The ZF test team traveled to Lapland so they could put the company’s TraXon automatic transmission system through a final series of practical tests. But in January 2015, temperatures here only dropped to slightly below minus 20 degrees Celsius, rather than the more usual minus 30 or lower. So the test vehicles must spend the night in the cold chamber. “Overnight, the transmission fluid cools down to minus 32 degrees, becoming thick as honey. The effect is great for testing, but unfortunately doesn’t happen at current outdoor temperatures,” explains application engineer Achim Chiandetti.

Cold starts and rocking free

Moving off instead of spinning on the spot: the winter testing schedule also covers the rock-free function.

Engineer Chiandetti and driver Jürgen Pechar are testing the 12-speed version of the transmission in a EURO 6 truck.
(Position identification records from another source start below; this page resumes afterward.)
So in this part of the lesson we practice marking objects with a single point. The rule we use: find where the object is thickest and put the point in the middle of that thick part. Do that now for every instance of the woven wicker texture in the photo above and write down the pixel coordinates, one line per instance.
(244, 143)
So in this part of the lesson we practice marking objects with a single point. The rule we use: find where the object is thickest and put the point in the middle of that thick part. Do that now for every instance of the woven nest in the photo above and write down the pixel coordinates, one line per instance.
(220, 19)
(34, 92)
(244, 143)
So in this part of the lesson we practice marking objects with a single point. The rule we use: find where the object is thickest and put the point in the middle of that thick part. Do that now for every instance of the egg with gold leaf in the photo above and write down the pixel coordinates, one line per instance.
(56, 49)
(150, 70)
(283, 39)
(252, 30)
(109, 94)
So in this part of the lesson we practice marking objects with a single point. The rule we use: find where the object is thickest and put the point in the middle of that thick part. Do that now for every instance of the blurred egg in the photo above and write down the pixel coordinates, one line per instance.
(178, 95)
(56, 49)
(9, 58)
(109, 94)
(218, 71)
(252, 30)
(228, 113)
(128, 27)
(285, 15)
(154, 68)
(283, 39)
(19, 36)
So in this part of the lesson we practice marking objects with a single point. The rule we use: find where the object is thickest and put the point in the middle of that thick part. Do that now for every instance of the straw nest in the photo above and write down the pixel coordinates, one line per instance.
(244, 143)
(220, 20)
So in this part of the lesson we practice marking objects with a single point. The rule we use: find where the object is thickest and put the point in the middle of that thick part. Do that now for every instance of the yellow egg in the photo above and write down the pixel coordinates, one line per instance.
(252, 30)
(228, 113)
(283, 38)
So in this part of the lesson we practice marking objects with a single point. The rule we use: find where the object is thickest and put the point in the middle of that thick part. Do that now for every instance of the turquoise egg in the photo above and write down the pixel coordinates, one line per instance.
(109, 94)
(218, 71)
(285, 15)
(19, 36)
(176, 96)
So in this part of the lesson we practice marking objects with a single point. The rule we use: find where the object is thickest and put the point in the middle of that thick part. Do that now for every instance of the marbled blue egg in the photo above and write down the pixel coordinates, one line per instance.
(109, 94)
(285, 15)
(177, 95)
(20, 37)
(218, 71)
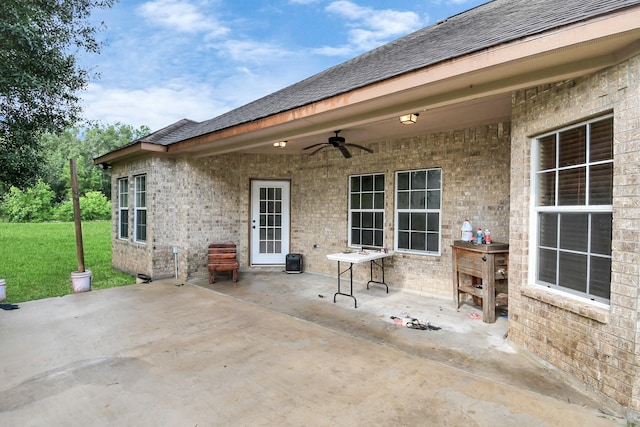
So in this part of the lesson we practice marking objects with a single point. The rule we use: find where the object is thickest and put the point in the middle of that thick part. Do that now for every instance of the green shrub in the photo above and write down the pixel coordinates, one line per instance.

Sitting in the cab, the engineer starts by using his laptop computer to check all the electrohydraulic valves, making sure their seals are still tight and their operational efficiency is unaffected; as yet, neither engine nor heating have been switched on. Then he gives Pechar the signal to start. The truck rumbles into life and he drives off, bringing the diesel engine and transmission quickly up to operating temperature. From the passenger seat, Chiandetti issues precise instructions on the shifting sequence.
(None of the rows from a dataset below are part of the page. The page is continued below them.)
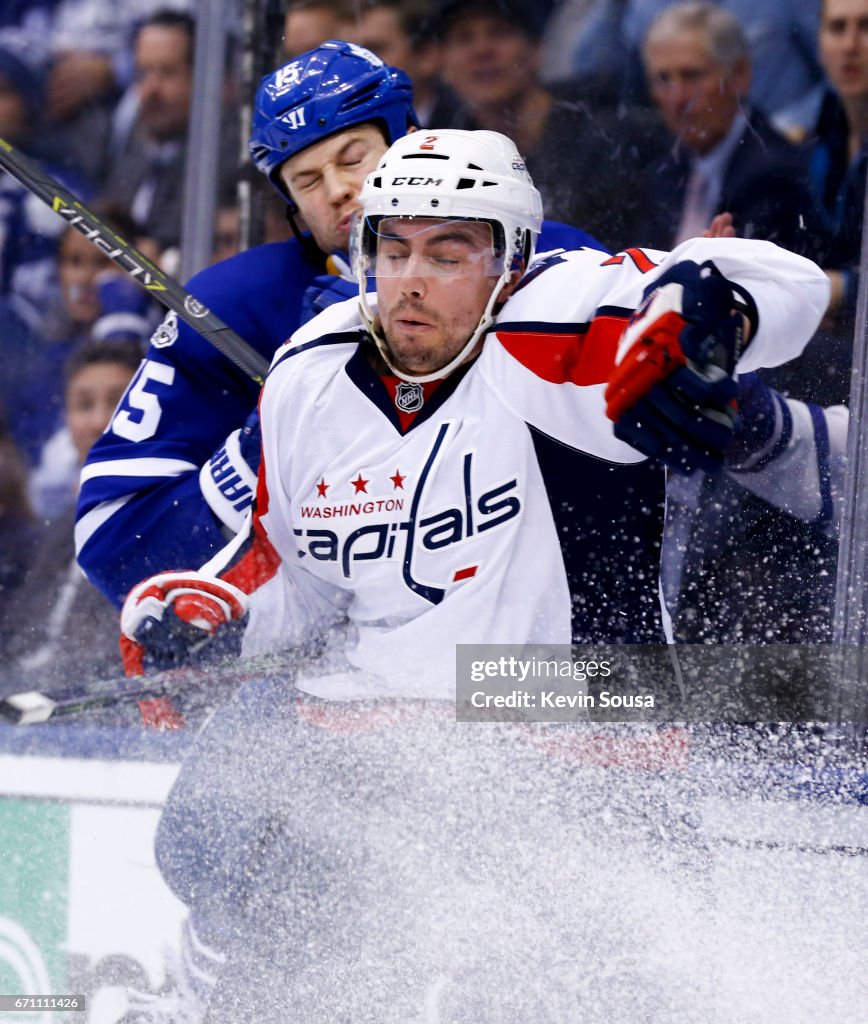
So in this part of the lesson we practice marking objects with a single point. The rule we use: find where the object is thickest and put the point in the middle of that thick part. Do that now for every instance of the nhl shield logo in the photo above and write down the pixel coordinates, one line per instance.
(409, 397)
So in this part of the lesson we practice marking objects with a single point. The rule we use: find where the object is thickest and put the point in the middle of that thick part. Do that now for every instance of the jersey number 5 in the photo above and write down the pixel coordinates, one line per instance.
(139, 415)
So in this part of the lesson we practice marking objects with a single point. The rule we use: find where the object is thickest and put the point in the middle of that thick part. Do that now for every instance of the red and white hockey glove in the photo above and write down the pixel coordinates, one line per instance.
(176, 619)
(673, 392)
Just a snowball’s throw away, the second vehicle still hasn’t moved from the spot – in fact, the drive wheels are spinning on the icy surface, unable to find a grip. It’s a common problem for truckers parking in cold regions: the cold snow starts to melt under the warm tires of a newly parked truck, then quickly freezes solid again due to the very low temperatures. If you were sitting in a vehicle with manual transmission, you could use some clever clutch action to rock the vehicle to and fro by engaging and then disengaging the engine. But TraXon is fully automatic – so instead, it has a “rock-free” function. This engages the clutch one gear higher than the gear that was actually selected, and also sets it up so it is super-easy to control via the electronic gas pedal. While test driver Andreas Arnegger rocks the truck free, application engineer Daniel Gelder busily records all the relevant data on his laptop. Certain parameters may need to be adjusted subsequently. “We’re optimizing the assistance system now so that later, any and every truck driver will find it really easy and intuitive to use,” explains the engineer.

Video: Testing TraXon in Sweden

In Arjeplog a ZF Vehicle Test team is making final adjustments to the TraXon automatic transmission system.
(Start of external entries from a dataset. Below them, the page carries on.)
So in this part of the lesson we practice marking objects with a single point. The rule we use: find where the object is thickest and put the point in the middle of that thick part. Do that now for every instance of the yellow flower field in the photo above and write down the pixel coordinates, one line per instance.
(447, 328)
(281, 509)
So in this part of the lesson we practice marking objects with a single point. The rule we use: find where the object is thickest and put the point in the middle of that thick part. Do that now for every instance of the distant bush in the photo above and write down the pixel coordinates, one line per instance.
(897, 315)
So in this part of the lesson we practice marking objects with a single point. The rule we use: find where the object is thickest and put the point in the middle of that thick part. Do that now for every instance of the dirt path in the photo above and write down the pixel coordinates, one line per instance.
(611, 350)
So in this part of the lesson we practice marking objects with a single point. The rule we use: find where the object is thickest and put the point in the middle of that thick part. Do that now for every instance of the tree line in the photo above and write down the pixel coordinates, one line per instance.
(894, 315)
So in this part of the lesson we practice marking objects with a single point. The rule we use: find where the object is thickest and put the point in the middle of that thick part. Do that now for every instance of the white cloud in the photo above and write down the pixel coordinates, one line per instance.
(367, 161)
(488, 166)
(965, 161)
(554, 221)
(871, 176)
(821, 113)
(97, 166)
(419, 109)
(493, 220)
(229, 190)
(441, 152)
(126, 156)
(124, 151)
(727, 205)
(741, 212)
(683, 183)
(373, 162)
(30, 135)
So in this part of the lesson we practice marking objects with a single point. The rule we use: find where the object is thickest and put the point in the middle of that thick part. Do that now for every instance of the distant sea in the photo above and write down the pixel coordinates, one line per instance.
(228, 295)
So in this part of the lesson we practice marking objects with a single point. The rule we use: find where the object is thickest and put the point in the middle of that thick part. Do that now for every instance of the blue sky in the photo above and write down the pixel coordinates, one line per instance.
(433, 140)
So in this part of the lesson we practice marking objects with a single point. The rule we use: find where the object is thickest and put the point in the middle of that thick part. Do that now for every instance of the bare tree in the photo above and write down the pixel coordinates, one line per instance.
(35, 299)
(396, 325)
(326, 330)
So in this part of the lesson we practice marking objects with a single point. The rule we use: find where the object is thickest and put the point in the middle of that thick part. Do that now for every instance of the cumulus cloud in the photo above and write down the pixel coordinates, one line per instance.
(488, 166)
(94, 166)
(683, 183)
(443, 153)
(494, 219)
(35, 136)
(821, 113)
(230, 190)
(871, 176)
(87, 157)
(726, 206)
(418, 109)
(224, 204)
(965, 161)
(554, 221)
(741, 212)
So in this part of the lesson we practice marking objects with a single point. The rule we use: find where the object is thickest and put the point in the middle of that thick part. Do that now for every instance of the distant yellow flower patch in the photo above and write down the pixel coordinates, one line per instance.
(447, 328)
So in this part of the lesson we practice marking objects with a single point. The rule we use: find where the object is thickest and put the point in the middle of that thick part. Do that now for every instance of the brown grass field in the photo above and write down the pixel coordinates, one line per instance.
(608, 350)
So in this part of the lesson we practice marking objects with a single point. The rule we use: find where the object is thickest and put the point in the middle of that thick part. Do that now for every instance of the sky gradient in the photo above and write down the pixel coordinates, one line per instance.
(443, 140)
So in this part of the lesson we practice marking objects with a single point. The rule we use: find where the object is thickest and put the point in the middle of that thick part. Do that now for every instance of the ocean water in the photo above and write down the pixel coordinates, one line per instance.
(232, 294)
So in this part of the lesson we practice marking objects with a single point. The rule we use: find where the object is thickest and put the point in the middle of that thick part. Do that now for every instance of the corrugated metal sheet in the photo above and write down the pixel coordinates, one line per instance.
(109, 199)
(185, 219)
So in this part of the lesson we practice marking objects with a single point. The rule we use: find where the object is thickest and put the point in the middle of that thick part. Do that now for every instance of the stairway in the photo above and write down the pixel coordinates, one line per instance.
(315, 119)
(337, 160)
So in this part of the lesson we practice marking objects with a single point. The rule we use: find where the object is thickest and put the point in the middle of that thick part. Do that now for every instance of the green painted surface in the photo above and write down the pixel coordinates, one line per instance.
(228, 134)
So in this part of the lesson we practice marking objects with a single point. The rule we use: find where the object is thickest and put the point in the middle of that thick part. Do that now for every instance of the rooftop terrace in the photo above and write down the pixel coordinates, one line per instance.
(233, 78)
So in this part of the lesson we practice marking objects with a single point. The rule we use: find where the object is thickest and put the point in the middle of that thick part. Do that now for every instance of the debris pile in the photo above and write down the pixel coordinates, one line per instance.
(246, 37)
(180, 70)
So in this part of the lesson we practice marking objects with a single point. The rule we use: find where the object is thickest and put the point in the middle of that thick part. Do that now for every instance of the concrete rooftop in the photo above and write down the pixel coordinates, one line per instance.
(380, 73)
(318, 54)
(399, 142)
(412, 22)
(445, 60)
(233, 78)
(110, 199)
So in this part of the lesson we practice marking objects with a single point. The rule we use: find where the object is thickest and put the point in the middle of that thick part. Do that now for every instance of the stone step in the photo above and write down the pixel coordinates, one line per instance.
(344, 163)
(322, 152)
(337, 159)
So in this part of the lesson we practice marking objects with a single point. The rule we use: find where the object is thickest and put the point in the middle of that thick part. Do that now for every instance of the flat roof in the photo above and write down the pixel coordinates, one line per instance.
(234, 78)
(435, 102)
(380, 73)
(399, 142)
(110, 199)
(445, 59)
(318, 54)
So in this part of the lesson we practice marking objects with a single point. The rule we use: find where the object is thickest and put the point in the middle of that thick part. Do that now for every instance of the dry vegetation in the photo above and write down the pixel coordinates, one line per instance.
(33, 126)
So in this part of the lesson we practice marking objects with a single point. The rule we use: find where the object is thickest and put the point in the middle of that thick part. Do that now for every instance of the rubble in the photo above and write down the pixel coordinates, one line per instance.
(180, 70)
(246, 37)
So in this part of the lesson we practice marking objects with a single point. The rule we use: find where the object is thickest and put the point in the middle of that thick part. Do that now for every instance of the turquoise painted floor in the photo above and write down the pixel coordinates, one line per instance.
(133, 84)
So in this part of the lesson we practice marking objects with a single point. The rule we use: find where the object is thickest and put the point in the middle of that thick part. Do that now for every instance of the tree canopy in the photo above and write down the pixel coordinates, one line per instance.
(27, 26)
Repeating road tests as often as needed

“The key to effective testing is that we should be able to repeat all these dynamic, real-world road tests as many times as we need to, under identical extreme conditions,” explains test driver Marcus Haug. A typical example: testing how the TraXon transmission behaves on icy surfaces. “Wheels lock up very quickly on ice, so the transmission control unit must be able to recognize what’s happening and respond accordingly,” explains function developer Bemetz. The challenge for the control unit is first, to disengage much faster than usual to prevent the engine from stalling. Second, it must realize that although the wheels are standing still, the truck itself is sliding, so that it doesn’t attempt to engage a low starting gear in this situation. If it did shift into low gear as soon as the driver released the brake pedal – despite the fact the vehicle is still sliding at high speed – the consequences could be very serious. “Horror scenarios range from major clutch damage through to an uncontrollably skidding semi,” emphasizes test driver Arnegger. “Our cold-climate-aware transmission electronics always know precisely what’s required for safe driving!”

The testing area

Every winter, test centers in the far North exert an almost magnetic attraction on vehicle manufacturers and suppliers alike. Between November and March, a total of some 30,000 auto testers from around 20 countries assemble in the countryside surrounding Arjeplog. The town itself has just 3100 inhabitants. The rise of northern Sweden’s municipalities to become the world’s largest automotive winter test center first began in 1967, when a carmaker made the journey to Arvidsjaur to run engine tests. Those early years had little in common with today’s high standards of test-driving. Back then, the developers brought their own brooms and shovels so they could shift snow off the icy surfaces. To check whether the ice was safe to drive on, they would send unmanned cars out over the lakes with their auto transmissions set to “Drive”. But as more and more specialists became aware of the region’s stable winter climate and total seclusion – ideal conditions for winter testing – a professional testing infrastructure swiftly took shape in this remote corner of Lapland.